Penso que, com a devida vênia, a referida resolução revela ter a Agência adotado por uma estranha e mal alinhavada via, o modelo de gestão avançada de resíduos sólidos de saúde existente na Alemanha, onde o RSS é uma média de 0,05 a 0,4 kg/leito/dia na sua rede hospitalar. É também o modelo usado também no Canadá, Suécia, Áustria e Holanda.

Outros países, contudo, adotam um modelo clássico de tratamento dos RSS, como o Reino Unido, África do Sul, França e Bélgica, onde se considera a quase totalidade dos resíduos produzidos nos hospitais como lixo hospitalar. Assim, por excesso de cautela, contabiliza uma média de 1,5 a 2,0 kg/leito/dia de RSS em sua rede hospitalar.

No Brasil, o modelo clássico implantado pela legislação até então existente, fazia com que a rede hospitalar em geral produzisse uma média de 1,2 a 3,8 kg/leito/dia de RSS [1], predominando a autoclave e incineração, como métodos de tratamento desse tipo de resíduo.

A nova classificação dos RSS pela ANVISA pode, contudo, criar situações extremamente graves, a despeito do relevante papel da Agência no controle de infecções e endemias. Por exemplo, no item em que obriga o gerador do RSS a depositar bolsas contendo sangue ou hemocomponentes com volume residual superior a 50 ml em aterros sanitários (item 8.2.2), a contrario senso, desobriga-o de qualquer tratamento quando esse resíduo for inferior a esse mesmo valor – o que, a toda evidência, gera uma enorme preocupação para quem lida com esse tipo de material, pois se sabe que mesmo uma pequena fração desse volume de sangue contaminado pode infectar uma pessoa que entre em contato com ele.

Os garis de Natal, através de seu sindicato, já falam em entrar em greve, em parte com razão, creio eu, já que incidentes sempre podem ocorrer.

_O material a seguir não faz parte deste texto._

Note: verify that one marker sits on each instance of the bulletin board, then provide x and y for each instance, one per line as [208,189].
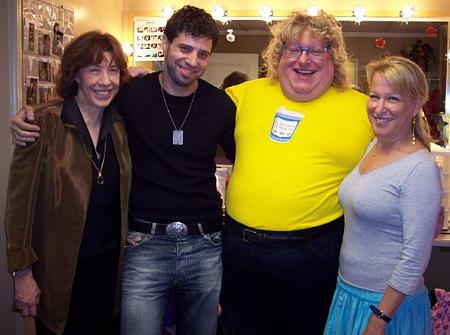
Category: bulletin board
[47,29]
[148,34]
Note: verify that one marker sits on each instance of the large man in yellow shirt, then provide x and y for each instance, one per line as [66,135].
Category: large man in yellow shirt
[299,132]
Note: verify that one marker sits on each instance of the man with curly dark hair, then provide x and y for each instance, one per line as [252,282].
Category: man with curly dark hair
[175,121]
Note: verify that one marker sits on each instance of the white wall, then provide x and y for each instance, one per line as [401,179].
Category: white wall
[10,324]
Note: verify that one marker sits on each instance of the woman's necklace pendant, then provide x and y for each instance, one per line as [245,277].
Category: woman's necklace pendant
[100,179]
[177,137]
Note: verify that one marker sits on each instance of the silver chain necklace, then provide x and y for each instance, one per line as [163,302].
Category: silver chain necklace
[177,133]
[100,179]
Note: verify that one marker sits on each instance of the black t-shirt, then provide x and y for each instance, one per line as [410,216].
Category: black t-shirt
[102,228]
[176,182]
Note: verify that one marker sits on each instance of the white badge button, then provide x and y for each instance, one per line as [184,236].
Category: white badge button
[284,125]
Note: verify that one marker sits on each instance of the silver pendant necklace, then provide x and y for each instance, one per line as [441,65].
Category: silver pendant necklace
[177,133]
[100,179]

Basta lembrar o que houve recentemente em Uberlândia/MG, noticiado no jornal nacional de 14 de abril de 2003, no qual vândalos quebraram uma espécie de gaiola, onde são guardados o lixo produzido em um hospital, para furtar o que ali havia de valor. O que eles não levaram foi jogado no pátio de uma escola pública. Em conseqüência disto, oito alunos brincaram com o material e quatro se feriram com seringas.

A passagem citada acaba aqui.